Advocates of a company tax cut appear to have a genuine inability to grasp an epistemological basic: actual real-world evidence differs from speculation, however expert. Today’s Australian — which editorialised in favour of company tax cuts (bearing in mind the company that owns the paper, News Corp, has structured its affairs in order to pay no tax in Australia) — has persisted with the bizarre idea that modelling of the benefits of a corporate tax cut proves that such benefits are real.

To back up its argument, it ran a piece by Canberra economist Chris Murphy in which he argued that modelling undertaken by his company, Independent Economics, proved there was “a consumer benefit to budget cost ratio of 2.39 from the proposed company tax cut”.

There are a couple of things that are problematic about this. While described as “independent” in The Australian, in fact Murphy worked with Treasury on its tax modelling early this year. Murphy is a respected economist, of course, but “independent” he is not, in this context, as in effect he is defending work to which he contributed — something that neither The Australian nor the government, which is “seizing on” his work, is acknowledging.

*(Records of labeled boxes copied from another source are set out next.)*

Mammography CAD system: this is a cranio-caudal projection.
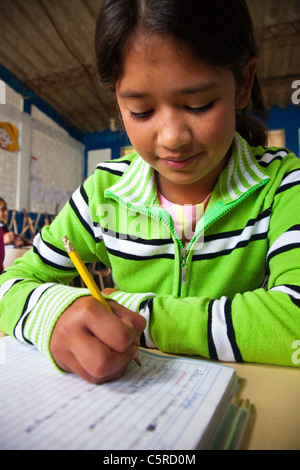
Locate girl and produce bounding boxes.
[0,0,300,382]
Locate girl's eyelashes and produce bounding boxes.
[130,110,153,120]
[186,101,214,114]
[129,101,214,120]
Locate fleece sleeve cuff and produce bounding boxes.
[18,284,91,368]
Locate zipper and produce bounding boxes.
[109,179,269,297]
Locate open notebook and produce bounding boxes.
[0,337,249,450]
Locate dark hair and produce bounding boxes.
[95,0,267,146]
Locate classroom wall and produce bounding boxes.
[268,104,300,157]
[0,84,84,214]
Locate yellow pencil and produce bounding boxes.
[62,236,141,366]
[62,237,112,312]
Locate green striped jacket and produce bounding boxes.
[0,133,300,366]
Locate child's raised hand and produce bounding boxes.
[50,296,146,383]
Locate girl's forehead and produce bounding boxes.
[122,28,196,64]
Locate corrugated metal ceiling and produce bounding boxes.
[0,0,300,132]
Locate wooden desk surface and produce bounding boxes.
[221,364,300,450]
[153,349,300,450]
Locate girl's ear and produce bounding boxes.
[235,57,258,109]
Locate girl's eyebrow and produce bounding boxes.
[120,82,217,99]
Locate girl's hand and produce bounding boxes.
[50,296,146,384]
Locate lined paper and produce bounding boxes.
[0,337,236,450]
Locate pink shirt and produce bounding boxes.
[0,227,4,274]
[158,192,210,243]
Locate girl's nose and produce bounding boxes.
[158,113,192,150]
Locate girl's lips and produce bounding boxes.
[162,154,199,170]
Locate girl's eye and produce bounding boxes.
[130,110,153,119]
[186,101,214,114]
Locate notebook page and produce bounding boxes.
[0,337,235,450]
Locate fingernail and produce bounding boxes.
[134,349,142,367]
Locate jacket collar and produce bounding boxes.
[105,132,269,207]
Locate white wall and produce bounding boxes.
[0,85,84,214]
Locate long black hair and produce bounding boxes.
[95,0,267,146]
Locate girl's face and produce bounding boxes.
[116,33,254,204]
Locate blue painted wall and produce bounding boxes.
[0,64,300,170]
[268,104,300,157]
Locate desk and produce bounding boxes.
[153,349,300,450]
[228,364,300,450]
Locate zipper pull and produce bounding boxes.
[181,264,186,284]
[180,248,187,284]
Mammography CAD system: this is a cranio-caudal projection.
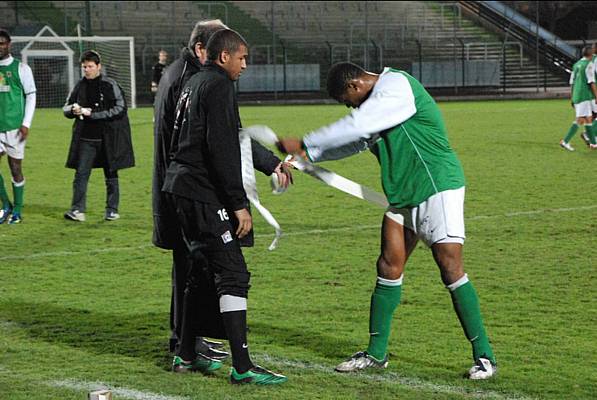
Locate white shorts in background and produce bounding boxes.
[386,186,465,247]
[574,100,593,118]
[0,129,26,160]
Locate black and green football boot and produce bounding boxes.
[172,354,222,374]
[230,365,288,385]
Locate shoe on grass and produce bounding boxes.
[8,213,23,225]
[172,354,222,374]
[468,357,497,380]
[104,211,120,221]
[334,351,388,372]
[230,365,288,385]
[195,337,228,361]
[203,338,224,349]
[560,140,574,151]
[64,210,85,222]
[0,203,12,224]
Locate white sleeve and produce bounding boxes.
[303,72,417,158]
[585,63,595,84]
[19,63,36,128]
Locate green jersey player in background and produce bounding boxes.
[278,63,497,379]
[0,29,35,224]
[560,46,597,151]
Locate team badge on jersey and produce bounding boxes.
[222,231,234,244]
[0,72,10,93]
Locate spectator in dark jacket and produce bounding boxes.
[63,50,135,222]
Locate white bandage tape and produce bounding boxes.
[240,125,282,250]
[285,156,388,208]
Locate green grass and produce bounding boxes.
[0,101,597,400]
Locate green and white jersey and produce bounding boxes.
[303,68,465,208]
[570,57,595,104]
[0,56,36,132]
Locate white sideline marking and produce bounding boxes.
[254,354,532,400]
[48,354,531,400]
[0,205,597,261]
[48,379,190,400]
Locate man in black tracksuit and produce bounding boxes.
[162,29,287,384]
[153,20,288,357]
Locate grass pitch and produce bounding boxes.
[0,101,597,400]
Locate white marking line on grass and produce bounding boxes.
[0,205,597,261]
[255,354,532,400]
[48,379,190,400]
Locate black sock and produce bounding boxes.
[177,289,197,361]
[221,310,253,374]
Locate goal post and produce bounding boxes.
[11,26,137,108]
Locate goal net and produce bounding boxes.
[11,26,137,108]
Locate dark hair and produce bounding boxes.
[206,29,249,61]
[79,50,102,64]
[0,28,10,43]
[189,19,228,50]
[327,62,365,101]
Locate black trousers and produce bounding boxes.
[71,140,120,212]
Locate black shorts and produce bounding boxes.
[169,195,250,297]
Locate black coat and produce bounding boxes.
[152,48,280,249]
[63,76,135,171]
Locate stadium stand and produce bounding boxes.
[0,1,574,102]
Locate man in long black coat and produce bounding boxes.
[63,50,135,222]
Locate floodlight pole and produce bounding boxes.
[535,1,545,93]
[272,1,278,100]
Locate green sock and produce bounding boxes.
[585,123,597,144]
[564,122,578,143]
[448,275,495,364]
[367,277,402,361]
[12,179,25,214]
[0,174,10,208]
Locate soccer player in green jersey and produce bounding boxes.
[0,29,35,224]
[278,63,497,379]
[560,46,597,151]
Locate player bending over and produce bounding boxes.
[279,63,497,379]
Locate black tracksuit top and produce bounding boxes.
[162,63,249,211]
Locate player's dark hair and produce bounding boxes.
[0,29,10,43]
[206,29,249,61]
[80,50,102,64]
[327,62,365,101]
[189,19,228,49]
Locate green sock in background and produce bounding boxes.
[12,179,25,214]
[585,122,597,144]
[367,277,402,361]
[0,174,10,208]
[448,274,495,364]
[564,122,578,143]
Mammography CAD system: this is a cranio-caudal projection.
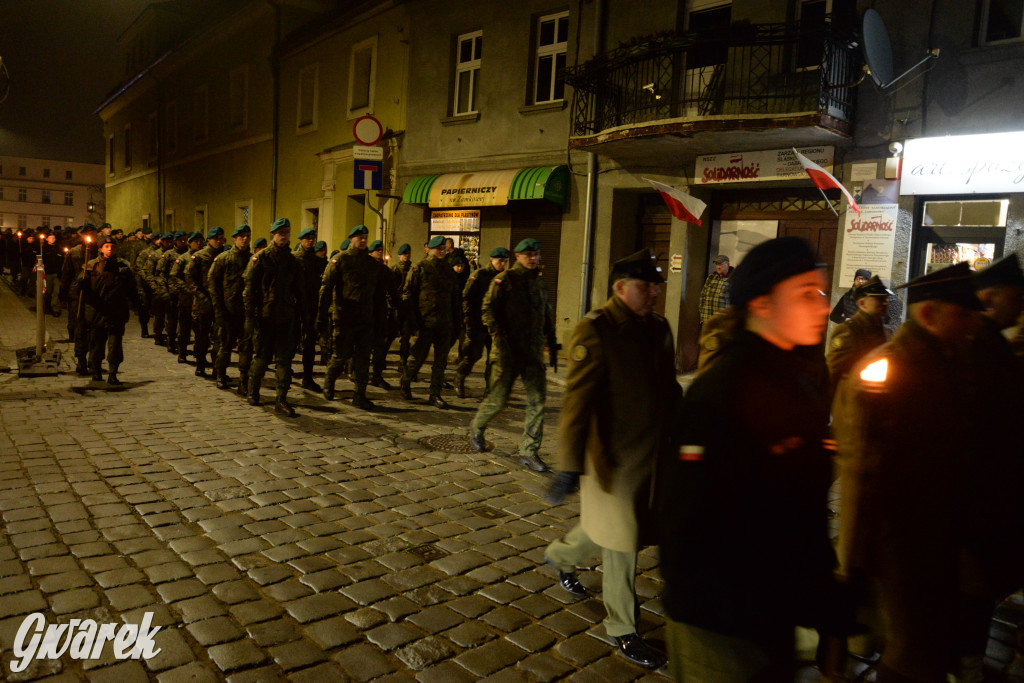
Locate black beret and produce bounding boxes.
[729,238,819,308]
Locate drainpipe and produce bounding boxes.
[580,0,605,319]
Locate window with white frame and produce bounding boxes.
[453,31,483,116]
[227,65,249,130]
[978,0,1024,45]
[348,36,377,119]
[534,11,569,104]
[296,65,319,132]
[193,85,210,142]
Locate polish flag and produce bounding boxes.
[643,178,708,225]
[793,147,860,216]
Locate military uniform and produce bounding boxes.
[243,219,305,416]
[401,245,459,399]
[79,245,138,384]
[317,235,381,403]
[470,259,557,459]
[207,232,252,391]
[185,232,224,377]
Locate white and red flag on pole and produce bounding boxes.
[793,147,860,216]
[643,178,708,225]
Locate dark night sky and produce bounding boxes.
[0,0,154,164]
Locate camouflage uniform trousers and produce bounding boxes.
[327,321,374,394]
[402,325,452,396]
[213,314,253,383]
[249,319,298,400]
[471,353,548,457]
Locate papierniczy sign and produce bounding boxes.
[899,132,1024,195]
[693,146,836,185]
[10,612,163,674]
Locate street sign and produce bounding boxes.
[352,116,384,145]
[352,144,384,161]
[352,159,384,189]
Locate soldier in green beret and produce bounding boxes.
[316,225,380,411]
[243,218,305,418]
[455,247,509,398]
[399,234,459,409]
[470,239,558,472]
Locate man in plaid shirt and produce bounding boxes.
[700,254,733,325]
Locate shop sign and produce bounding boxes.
[430,209,480,234]
[899,132,1024,195]
[693,146,836,184]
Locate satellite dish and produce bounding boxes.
[860,9,939,90]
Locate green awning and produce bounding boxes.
[401,165,569,208]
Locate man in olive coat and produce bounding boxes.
[399,234,459,409]
[544,250,680,669]
[470,239,558,472]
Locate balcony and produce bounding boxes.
[565,23,861,159]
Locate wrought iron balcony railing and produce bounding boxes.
[564,23,860,136]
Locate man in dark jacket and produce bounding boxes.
[656,238,847,681]
[79,237,138,384]
[470,239,558,472]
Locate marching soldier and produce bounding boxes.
[243,218,305,418]
[317,225,380,411]
[295,227,327,392]
[207,225,252,391]
[369,240,401,389]
[470,239,558,472]
[185,227,230,377]
[825,275,893,394]
[79,237,138,384]
[157,230,188,353]
[455,247,509,398]
[399,234,459,409]
[168,230,203,362]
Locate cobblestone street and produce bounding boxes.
[0,283,667,683]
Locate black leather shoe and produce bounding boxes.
[519,453,551,472]
[469,430,487,453]
[614,633,668,669]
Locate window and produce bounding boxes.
[296,65,319,132]
[534,12,569,104]
[454,31,483,116]
[125,124,131,171]
[348,36,377,119]
[227,65,249,130]
[978,0,1024,44]
[166,102,178,154]
[193,85,210,142]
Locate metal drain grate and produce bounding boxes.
[420,434,495,453]
[406,543,447,562]
[469,505,509,519]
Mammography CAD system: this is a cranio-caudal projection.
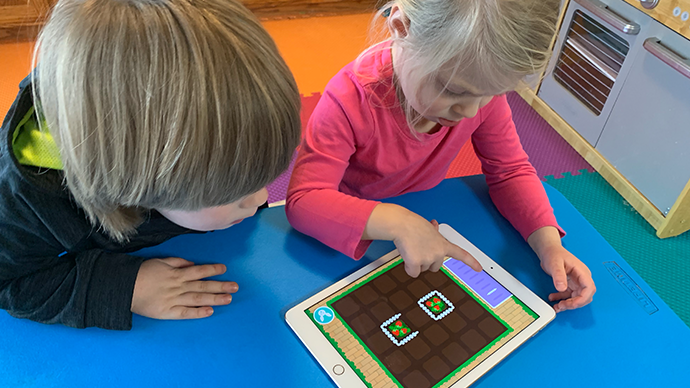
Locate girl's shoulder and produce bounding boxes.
[324,42,395,110]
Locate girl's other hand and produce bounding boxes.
[131,257,238,319]
[541,246,597,312]
[527,226,597,312]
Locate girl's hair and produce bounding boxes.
[34,0,300,241]
[373,0,560,120]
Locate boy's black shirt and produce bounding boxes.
[0,77,193,330]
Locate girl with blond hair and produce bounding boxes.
[286,0,595,311]
[0,0,300,329]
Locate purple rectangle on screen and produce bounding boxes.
[443,259,513,308]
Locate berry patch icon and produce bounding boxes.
[417,290,455,321]
[381,313,419,346]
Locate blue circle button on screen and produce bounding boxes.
[314,306,335,325]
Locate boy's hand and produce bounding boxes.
[527,226,597,312]
[132,257,238,319]
[363,204,482,278]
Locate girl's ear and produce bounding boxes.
[386,5,410,39]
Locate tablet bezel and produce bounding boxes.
[285,224,556,388]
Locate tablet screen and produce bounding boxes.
[305,256,539,388]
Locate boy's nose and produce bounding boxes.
[243,187,268,208]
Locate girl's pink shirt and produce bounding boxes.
[286,43,564,259]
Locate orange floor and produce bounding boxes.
[0,14,372,117]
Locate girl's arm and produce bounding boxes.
[472,96,596,311]
[285,87,379,259]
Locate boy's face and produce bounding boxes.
[156,188,268,232]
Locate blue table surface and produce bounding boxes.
[0,176,690,388]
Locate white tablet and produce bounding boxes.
[286,224,556,388]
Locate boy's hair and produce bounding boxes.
[34,0,300,241]
[368,0,560,121]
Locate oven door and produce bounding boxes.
[596,21,690,215]
[537,0,652,145]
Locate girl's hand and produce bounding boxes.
[527,226,597,312]
[541,246,597,312]
[362,204,482,278]
[131,257,238,319]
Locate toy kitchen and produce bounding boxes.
[519,0,690,238]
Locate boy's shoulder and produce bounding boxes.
[0,77,90,241]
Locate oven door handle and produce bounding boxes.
[642,38,690,78]
[575,0,640,35]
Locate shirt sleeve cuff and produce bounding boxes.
[85,253,144,330]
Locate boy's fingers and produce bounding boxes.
[182,264,226,280]
[178,292,232,307]
[185,280,239,294]
[446,242,482,272]
[549,290,572,302]
[159,257,194,268]
[164,306,213,319]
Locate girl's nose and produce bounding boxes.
[453,98,481,119]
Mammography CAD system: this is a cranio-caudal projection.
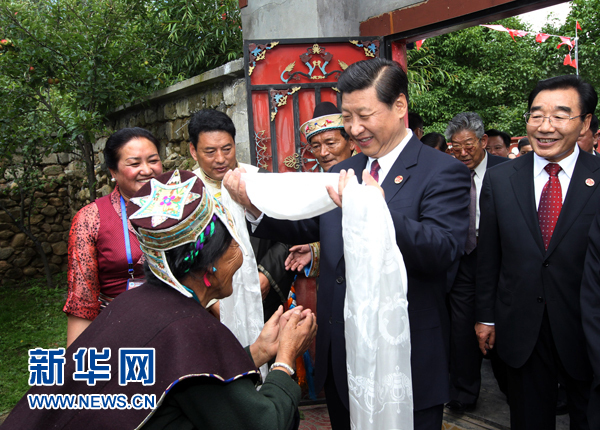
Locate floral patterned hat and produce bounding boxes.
[127,170,241,297]
[300,102,344,142]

The other is that, even taken at face value, his modelling still suggests a negligible overall benefit. Murphy doesn’t spell out the time period in which the consumer benefit of 2.39 would accrue, but if we assume ten years for this benefit of around $117 billion to accrue, that’s around half of one percent of GDP across that period.

But the broader point is — so what? The Australia Institute has produced modelling that disputes both Treasury’s modelling and company tax cut modelling Murphy did for Treasury. The Grattan Institute has taken Treasury’s modelling apart as well. Everyone now has modelling that can say what they want it to say. The only way to cut through such debates is to examine the real world evidence. And what is the evidence for widespread economic benefits claimed for company tax cuts? Remember, advocates say that they produce not merely higher economic growth but higher wages, higher employment, higher productivity and higher investment. The corporate-funded think tank Centre for Independent Studies took issue with our complaint that company tax cut advocates hadn’t produced any real-world evidence, but the “evidence” cited in response is all modelling or appeals to authority — with the sole exception of a German study that found a link between corporate tax increases and lower wages. The evidence for higher productivity, higher growth, higher investment, higher employment from countries that have cut company taxes… well, that’s still missing.

The other, inconvenient real-world point is this: the Australian economy is performing well despite a difficult global economic environment. Indeed, our growth in the March quarter was around the same as the global growth rate, highly unusual for a developed economy, led by our commodities exports. Many of those exports flow from mining projects undertaken in recent years despite what we are constantly told is Australia’s uncompetitive company tax rate and uncompetitive wage costs. Indeed, while Labor was in office, Australia was regularly rated by US analysts as the world’s best place for mining investment, despite our 30% tax rate, despite the mining tax, despite the reluctance of our workers to accept $2 a day from Gina Rinehart.

In fact with growth at a four year high, interest rates low, retail sales solid, business investment weak but signs of a rebound in non-mining, wages growth slow (which is good for corporate costs and more important than a tax cut), building approvals positive and business conditions at the best for several years, employment growth continuing, inflation low and staying low for “some time” according to the Reserve Bank and consumer confidence at two year highs, you’d be entitled to ask why the government is running a campaign in effect damning the economic settings it is responsible for. Instead of selling the Coalition’s own economic record — one that has achieved “jobs and growth” — in a positive fashion, Malcolm Turnbull and Scott Morrison are trying to argue that a corporate tax cut will perform miracles in 10 or 20 years’s time, and invoking whatever modelling suits their purposes to do so, regardless of evidence from around the world.

Voters, plainly, aren’t buying it — even nearly a quarter of Liberal voters oppose the company tax cut. Or perhaps they’re just confused by Turnbull’s “jobs and growth” economic plan that consists primarily of a big handout to companies already doing very well in Australia, thank you.